Menjelang jam pulang kerja, Satya bergegas menuju pantry untuk mengambil teh melati. Terdengar derit pintu ketika cairan di mug Satya berubah jadi hitam kecoklatan.

"Oh ternyata Bu Terry." Satya tersenyum tipis, demi menjaga profesionalitas dia tidak pernah memanggil pakai nama selama jam kerja.

Terry mengisi gelasnya di dispenser lalu menyusul duduk di hadapan Satya yang terpisah sama meja kayu. "Tumben mukamu kayak gitu, Sat. Kamu lagi ada masalah?"

Rasa bersalah kembali menyusup di diri Satya, seandainya dia tidak meminta Aziz waktu itu. "Hanya ada masalah pribadi aja, Bu Terry. Jangan khawatir, ini tidak akan berpengaruh ke pekerjaan. Saya sudah mengirimkan laporan dari anak statistika soal demografi disertai catatan ide pemasaran untuk para kontributor ke emailnya Ibu."

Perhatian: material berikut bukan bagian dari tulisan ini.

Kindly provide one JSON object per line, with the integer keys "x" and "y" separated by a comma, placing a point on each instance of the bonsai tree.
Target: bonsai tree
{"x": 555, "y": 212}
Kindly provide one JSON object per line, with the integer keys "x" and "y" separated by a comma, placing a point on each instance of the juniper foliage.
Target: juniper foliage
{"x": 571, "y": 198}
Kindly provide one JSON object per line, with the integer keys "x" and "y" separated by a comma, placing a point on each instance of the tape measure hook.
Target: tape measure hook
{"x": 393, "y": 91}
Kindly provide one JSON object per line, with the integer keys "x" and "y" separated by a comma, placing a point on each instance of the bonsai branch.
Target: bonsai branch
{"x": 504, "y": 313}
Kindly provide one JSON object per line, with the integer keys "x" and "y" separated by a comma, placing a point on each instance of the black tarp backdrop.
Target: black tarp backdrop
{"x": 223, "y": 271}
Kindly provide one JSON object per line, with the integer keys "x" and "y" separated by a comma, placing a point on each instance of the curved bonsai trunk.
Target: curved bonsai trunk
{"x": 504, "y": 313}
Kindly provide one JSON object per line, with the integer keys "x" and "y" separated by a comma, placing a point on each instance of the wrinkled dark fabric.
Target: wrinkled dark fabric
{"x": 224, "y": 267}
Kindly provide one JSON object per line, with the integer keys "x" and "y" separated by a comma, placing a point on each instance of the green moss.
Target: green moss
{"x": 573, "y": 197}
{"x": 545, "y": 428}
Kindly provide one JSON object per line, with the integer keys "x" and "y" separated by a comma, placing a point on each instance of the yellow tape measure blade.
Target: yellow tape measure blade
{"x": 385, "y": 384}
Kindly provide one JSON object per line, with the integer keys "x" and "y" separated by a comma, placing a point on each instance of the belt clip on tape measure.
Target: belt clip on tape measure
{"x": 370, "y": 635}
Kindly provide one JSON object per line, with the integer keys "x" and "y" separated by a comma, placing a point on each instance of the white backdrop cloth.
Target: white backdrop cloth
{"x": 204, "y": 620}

Terry tersenyum geli sambil menyesap air mineral. "Aslinya agak cringe aja kamu manggil aku pakai sebutan Ibu, sudah ah nggak usah panggil Ibu, panggil nama aja kek."

"Ya jangan dong, Bu." Satya menggerakkan tangan, tanda menolak. "Nanti nggak enak sama tim lain, soalnya saya jadi murid spesial begitu."

"Hei, Sat, kamu sudah hampir empat bulan di sini masa nggak perhatiin anak-anak lain manggil saya gimana di setiap pertemuan bulanan?" Terry malah terkekeh, kembali melanjutkan sesapan air mineral.